Powertools telemetry drops cleanly into Parapet SLO alerting because the frozen contract
already satisfies Parapet's core tenets:

- **Telemetry as a Strict Public API** — the `@contract` is versioned, documented, and
  SemVer-governed. Event names and tag sets do not change without a major version.
- **Cardinality Safety** — the contract explicitly excludes `job_id`, `args`, preview tokens,
  and free-form reasons. Every tag is a low-cardinality string enum.
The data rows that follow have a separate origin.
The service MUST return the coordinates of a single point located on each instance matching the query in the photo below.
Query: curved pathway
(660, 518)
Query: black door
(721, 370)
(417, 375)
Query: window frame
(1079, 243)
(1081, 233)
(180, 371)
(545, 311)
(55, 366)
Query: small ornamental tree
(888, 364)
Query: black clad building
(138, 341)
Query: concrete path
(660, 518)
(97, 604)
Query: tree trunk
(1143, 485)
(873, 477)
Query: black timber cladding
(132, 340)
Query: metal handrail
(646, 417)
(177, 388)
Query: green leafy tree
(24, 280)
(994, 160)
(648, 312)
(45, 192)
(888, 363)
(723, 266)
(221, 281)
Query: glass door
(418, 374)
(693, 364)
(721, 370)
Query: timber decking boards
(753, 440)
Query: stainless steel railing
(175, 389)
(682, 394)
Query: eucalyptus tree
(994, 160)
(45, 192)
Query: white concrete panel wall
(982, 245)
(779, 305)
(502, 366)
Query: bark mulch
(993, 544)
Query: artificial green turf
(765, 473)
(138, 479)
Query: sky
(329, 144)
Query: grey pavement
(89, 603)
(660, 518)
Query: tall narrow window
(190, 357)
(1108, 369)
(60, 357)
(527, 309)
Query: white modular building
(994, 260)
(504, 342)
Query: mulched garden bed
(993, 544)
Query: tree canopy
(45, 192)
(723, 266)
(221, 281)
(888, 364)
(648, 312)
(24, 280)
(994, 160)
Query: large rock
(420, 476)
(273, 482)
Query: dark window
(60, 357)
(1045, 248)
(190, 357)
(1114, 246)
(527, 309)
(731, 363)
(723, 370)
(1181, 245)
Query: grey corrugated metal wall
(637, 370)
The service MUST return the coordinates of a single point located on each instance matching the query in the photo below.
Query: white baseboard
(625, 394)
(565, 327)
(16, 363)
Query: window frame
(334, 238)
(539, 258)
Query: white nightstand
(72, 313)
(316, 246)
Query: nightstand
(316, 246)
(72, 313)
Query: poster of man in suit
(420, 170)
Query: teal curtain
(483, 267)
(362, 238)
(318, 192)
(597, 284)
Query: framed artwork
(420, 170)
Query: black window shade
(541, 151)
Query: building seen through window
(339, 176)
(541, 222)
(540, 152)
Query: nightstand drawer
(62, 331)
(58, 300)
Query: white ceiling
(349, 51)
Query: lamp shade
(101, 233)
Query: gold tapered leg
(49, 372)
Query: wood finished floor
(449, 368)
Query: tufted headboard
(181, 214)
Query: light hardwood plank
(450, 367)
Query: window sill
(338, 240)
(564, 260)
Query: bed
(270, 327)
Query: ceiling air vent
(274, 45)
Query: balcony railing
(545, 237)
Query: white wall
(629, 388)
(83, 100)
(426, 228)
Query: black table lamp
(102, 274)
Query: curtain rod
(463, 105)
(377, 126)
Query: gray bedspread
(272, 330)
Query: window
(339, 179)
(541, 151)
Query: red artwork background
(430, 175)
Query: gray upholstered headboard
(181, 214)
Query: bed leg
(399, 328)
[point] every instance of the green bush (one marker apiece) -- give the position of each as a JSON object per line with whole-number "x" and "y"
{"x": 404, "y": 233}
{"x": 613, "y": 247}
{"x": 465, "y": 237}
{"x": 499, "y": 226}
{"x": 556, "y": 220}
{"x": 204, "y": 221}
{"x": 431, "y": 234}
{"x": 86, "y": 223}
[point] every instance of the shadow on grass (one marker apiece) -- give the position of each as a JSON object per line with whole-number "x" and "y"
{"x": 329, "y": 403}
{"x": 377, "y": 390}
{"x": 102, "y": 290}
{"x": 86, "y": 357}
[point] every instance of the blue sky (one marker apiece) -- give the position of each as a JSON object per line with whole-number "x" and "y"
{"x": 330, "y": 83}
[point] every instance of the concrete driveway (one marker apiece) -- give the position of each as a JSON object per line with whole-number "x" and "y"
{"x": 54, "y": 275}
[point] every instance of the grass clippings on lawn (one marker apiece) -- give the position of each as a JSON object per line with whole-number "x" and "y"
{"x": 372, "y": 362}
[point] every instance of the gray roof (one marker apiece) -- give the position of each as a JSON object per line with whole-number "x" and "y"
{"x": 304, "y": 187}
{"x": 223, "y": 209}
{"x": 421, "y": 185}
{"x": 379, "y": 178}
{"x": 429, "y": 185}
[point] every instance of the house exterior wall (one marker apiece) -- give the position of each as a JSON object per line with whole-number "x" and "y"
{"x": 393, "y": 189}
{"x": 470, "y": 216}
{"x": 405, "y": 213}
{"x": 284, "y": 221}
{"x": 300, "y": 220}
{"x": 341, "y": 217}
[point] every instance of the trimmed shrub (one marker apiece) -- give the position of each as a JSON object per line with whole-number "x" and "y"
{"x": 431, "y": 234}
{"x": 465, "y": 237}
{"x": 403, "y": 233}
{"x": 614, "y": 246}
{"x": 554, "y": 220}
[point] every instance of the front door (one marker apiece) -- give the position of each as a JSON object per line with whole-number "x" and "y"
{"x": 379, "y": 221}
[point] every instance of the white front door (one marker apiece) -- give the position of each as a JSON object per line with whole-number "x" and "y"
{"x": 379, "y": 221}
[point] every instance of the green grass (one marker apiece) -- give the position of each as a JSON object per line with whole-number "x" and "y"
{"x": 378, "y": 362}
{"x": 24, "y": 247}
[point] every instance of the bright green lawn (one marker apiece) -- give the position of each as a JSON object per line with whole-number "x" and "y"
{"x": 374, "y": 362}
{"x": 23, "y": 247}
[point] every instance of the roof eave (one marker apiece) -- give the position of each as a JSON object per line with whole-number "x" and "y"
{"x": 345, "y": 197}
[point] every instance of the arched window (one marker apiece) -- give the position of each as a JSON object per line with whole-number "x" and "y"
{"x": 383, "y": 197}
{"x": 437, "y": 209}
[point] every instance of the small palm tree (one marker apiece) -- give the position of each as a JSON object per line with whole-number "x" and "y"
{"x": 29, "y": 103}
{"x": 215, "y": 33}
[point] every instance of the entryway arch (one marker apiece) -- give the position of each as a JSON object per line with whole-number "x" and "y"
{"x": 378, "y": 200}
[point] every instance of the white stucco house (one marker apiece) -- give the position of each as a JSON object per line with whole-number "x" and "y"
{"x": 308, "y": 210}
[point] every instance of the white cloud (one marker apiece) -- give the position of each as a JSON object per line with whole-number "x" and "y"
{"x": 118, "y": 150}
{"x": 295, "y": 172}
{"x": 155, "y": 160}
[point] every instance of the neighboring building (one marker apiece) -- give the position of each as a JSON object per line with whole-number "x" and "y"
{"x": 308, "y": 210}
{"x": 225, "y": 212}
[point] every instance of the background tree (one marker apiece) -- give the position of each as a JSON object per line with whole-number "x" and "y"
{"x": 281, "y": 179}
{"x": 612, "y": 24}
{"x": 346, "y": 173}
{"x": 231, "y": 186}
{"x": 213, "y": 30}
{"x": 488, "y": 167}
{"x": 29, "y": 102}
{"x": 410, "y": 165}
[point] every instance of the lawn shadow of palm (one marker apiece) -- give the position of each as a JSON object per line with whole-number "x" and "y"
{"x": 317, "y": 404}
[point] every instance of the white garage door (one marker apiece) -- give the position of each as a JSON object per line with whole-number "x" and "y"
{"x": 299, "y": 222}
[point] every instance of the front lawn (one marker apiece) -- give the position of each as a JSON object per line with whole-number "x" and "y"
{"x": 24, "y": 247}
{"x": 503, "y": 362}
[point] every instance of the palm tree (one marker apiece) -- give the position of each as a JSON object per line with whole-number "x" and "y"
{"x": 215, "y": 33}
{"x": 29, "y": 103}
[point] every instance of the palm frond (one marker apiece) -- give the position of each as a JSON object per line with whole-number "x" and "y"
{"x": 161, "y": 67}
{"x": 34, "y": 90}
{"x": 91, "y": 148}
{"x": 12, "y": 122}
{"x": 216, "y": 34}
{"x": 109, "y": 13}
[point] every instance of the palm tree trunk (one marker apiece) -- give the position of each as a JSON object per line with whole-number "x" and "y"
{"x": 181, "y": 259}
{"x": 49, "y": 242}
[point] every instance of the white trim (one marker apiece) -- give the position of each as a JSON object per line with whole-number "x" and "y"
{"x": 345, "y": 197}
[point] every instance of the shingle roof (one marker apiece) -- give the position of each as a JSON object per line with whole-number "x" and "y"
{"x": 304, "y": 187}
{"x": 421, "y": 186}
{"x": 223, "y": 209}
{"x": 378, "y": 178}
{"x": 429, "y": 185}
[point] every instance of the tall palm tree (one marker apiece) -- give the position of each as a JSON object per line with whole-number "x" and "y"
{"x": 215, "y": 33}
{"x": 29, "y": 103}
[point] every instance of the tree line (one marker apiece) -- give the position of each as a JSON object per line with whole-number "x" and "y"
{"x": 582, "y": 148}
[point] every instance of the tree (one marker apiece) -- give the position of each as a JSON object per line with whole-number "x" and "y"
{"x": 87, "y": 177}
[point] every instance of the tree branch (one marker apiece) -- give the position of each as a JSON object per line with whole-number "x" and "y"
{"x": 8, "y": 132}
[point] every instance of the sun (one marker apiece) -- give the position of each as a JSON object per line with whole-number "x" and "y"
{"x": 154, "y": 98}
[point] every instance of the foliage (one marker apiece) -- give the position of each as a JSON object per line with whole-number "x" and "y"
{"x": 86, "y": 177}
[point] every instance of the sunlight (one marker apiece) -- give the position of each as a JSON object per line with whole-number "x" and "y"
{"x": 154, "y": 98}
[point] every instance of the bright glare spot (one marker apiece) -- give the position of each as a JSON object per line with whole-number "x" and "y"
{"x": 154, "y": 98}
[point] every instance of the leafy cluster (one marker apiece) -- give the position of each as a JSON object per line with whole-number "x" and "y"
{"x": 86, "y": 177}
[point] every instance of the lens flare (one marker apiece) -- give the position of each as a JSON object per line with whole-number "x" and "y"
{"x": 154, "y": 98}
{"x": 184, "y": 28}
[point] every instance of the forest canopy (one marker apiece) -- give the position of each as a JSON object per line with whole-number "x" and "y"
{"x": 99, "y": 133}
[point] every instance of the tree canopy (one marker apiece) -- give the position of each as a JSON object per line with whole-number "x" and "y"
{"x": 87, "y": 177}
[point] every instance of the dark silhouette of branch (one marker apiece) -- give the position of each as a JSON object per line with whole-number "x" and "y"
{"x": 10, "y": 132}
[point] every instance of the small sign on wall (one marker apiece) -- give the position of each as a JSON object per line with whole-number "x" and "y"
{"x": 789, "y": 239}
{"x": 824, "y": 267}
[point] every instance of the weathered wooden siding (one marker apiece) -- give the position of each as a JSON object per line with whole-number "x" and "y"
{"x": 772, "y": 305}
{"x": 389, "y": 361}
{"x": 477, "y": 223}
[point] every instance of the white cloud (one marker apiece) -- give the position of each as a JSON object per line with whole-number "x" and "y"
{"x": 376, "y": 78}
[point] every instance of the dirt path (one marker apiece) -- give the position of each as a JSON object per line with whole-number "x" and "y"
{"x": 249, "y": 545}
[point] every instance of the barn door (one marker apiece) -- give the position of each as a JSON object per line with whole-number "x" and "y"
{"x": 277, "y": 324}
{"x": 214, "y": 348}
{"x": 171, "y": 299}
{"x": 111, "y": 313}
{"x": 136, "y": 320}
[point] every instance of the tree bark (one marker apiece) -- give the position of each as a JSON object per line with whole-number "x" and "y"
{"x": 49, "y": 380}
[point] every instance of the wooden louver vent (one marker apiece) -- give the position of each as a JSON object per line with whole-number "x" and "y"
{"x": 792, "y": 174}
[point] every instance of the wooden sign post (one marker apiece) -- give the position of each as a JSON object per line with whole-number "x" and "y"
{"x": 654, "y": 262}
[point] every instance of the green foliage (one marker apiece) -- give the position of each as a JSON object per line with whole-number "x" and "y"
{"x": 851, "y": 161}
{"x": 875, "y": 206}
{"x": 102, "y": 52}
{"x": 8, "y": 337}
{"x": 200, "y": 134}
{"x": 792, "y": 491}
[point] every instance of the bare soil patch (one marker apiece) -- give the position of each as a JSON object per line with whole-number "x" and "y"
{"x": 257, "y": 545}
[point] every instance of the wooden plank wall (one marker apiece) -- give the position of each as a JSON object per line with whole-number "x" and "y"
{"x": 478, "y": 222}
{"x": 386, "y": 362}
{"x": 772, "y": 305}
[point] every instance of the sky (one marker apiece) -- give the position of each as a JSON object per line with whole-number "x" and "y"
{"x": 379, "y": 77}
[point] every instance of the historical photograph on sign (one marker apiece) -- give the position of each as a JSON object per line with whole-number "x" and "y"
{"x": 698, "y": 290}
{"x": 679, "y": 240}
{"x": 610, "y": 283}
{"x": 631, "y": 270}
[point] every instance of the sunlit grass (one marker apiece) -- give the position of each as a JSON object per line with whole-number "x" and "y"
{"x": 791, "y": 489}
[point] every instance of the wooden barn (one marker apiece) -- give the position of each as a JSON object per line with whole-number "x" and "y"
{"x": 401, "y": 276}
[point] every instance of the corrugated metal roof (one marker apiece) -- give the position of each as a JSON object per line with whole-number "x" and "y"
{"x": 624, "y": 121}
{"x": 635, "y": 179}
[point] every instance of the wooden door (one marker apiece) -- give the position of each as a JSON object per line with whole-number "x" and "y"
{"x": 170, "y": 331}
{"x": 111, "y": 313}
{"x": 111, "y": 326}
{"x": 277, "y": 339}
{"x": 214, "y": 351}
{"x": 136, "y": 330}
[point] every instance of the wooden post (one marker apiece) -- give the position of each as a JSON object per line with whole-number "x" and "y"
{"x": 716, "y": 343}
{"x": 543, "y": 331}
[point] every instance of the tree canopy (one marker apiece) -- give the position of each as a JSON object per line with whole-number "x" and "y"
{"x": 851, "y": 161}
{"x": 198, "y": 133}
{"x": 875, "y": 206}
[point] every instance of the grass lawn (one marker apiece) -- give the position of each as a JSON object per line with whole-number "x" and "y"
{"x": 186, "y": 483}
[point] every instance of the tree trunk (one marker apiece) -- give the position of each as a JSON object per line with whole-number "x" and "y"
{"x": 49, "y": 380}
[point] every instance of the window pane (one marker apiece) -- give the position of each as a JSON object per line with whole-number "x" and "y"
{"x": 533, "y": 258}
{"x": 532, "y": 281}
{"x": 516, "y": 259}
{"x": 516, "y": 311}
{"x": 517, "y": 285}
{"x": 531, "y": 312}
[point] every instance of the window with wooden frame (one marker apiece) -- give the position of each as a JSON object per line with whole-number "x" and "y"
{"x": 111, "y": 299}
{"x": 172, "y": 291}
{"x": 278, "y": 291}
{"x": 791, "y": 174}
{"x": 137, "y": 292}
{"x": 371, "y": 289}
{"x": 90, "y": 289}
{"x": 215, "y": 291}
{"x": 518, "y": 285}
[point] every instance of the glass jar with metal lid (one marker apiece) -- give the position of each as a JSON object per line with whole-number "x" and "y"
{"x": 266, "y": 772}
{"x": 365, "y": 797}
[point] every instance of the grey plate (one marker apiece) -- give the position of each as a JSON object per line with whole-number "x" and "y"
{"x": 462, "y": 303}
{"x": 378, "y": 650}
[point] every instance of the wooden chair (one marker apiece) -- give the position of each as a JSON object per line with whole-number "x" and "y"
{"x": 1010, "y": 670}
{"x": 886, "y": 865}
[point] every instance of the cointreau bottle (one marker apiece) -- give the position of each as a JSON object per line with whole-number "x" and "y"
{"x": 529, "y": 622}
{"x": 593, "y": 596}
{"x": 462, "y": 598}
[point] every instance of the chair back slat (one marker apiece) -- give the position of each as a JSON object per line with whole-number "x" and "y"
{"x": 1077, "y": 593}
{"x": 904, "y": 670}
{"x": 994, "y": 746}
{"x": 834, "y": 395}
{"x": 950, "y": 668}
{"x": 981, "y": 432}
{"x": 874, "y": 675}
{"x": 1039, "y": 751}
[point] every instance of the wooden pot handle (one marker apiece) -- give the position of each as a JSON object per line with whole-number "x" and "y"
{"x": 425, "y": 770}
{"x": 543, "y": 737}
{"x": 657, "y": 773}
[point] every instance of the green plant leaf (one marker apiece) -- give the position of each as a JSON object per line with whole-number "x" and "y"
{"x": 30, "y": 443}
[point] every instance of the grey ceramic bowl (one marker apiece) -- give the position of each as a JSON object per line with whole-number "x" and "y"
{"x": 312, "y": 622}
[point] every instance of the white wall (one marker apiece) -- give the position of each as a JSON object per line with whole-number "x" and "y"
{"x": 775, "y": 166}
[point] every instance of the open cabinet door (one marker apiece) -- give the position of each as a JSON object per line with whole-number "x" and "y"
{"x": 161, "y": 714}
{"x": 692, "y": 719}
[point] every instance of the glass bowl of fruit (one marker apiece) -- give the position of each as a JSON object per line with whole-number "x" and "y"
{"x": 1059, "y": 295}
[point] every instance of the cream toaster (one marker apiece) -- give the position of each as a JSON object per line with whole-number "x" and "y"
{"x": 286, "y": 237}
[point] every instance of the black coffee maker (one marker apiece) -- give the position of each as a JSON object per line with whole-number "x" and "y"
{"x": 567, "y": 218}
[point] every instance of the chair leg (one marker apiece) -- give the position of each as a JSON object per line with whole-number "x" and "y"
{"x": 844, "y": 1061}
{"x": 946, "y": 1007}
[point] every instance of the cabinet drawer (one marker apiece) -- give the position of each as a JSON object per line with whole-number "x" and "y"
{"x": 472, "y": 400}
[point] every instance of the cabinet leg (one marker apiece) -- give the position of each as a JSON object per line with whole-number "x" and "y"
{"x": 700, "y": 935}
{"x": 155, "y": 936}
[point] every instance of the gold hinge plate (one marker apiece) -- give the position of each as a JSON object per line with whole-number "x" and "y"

**No `oban_met` dependency is required, referenced, or needed.** The metrics surface described
here uses only `:telemetry`, `:telemetry_metrics`, and the Powertools event families. `oban_met`
is an optional live queue-depth read source for a future release (v1.9, QRY-06) and has no
connection to these control-plane SLIs.

### Example: repair success rate SLO

Track the ratio of successful to total repair executions — a burn-rate SLO on your Lifeline
pipeline:

```elixir
# Prometheus/Grafana example (no Parapet required — any reporter works)
#
# SLO: 99% of repair_executed events should have outcome = "ok"
# Alert if error budget burns faster than your chosen rate
#
# Numerator:   oban_powertools_lifeline_repair_executed_count{action="retry", incident_class="orphaned_job", target_type="job"}
# Denominator: oban_powertools_lifeline_repair_executed_count (all outcomes)
#
# In Parapet (one consumer — works identically with Prometheus + Grafana without Parapet):
#
# Parapet.SLO.define(:lifeline_repair_success,
#   target: 0.99,
#   window: :rolling_28d,
#   good_events: [
#     metric: "oban_powertools.lifeline.repair_executed.count",
#     tag_filters: [outcome: "ok"]
#   ],
#   total_events: [
#     metric: "oban_powertools.lifeline.repair_executed.count"
#   ]
# )
```

Because the event names are stable, documented public API and the tag sets are low-cardinality,
any alerting system (Parapet, Prometheus alerting rules, Datadog monitors) can consume them with
confidence that the signal will not change without a SemVer-major announcement.

Parapet is **one consumer**, not a coupling. The same metrics work equally well with Prometheus
+ Grafana, Datadog, or any reporter that understands `Telemetry.Metrics` definitions.

## What this is not

- `metrics/0` returns **metric definitions**, not a reporter or a running process.
- Powertools does not start a Telemetry supervisor. The host owns the supervision tree.
- Reporter choice is the host's. The library never bundles `telemetry_metrics_prometheus`,
  StatsD exporters, or any other reporter.
- Tag values are strings (e.g. `scope: "partitioned"`, `outcome: "ok"`), not atoms.
- Powertools does not re-emit Oban-core `[:oban, :job, :stop|:exception]` events. Golden-signal
  latency, throughput, and error-rate come from Oban itself.
- `oban_met` is not required and is not referenced by this feature.